SWI/SNF (SWitch/Sucrose Non-fermentable) chromatin remodelling complexes are ATP-dependent complexes that alter chromatin structure regulating genetic expression and various biological processes within cells. SWI/SNF complex subunits are frequently mutated in a wide range of human cancers (Shain and Pollack, 2013).

Method

The mutational frequencies  and relative drug sensitivity of  each of the SWI/SNF and non-SWI/SNF mutant colorectal carcinoma cell lines was derived from detailed database search from COSMIC (Catalogue of Somatic Mutations In Cancer) (Forbes et al., 2015).  

Results

Detailed database search has revealed that approximately 44% of the colorectal cancer cell lines are associated with SWI/SNF mutations with high co-mutation rates in both catalytic subunits (SMARCA2 & SMARCA4).

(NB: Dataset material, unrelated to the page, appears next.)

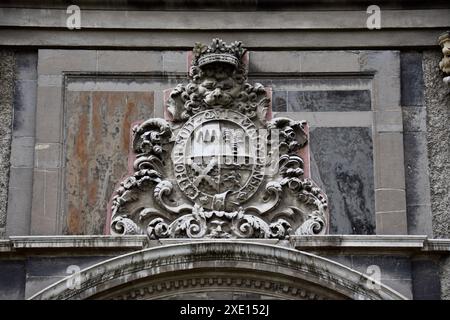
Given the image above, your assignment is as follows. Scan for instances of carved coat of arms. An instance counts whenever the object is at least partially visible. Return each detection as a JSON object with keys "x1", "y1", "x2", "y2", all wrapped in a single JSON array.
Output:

SWI/SNF (26%) mutant colorectal cancer cell lines are more sensitive to anticancer therapy compared to non-SWI/SNF (16.7%) mutant cell lines. SNF2-N and bromodomain are the 2 most highly mutated domains in both catalytic subunits.

Conclusion

The effect of high co-mutation rates in both catalytic subunits on survival of tumour cells is dependent the functional specificity of SWI/SNF complex and the subsequent impact of its loss in different cell types. Moreover, the increased drug sensitivity of SWI/SNF compared to non-SWI/SNF mutant cell lines, is deduced to be related to the association of SWI/SNF complexes with DNA repair proteins. Inactivating mutations in the remodelling complex would result in the loss of the repair proteins, affecting the efficiency of DNA repair mechanisms making it more sensitive to anticancer therapy. Recent research revealed that SNF2-N and Bromodomain inhibitors are considered as potential therapeutic targets in the treatment SMARCA4-mutant cancer cells due to their critical role maintaining SWI/SNF function (Vangamudi et al., 2015).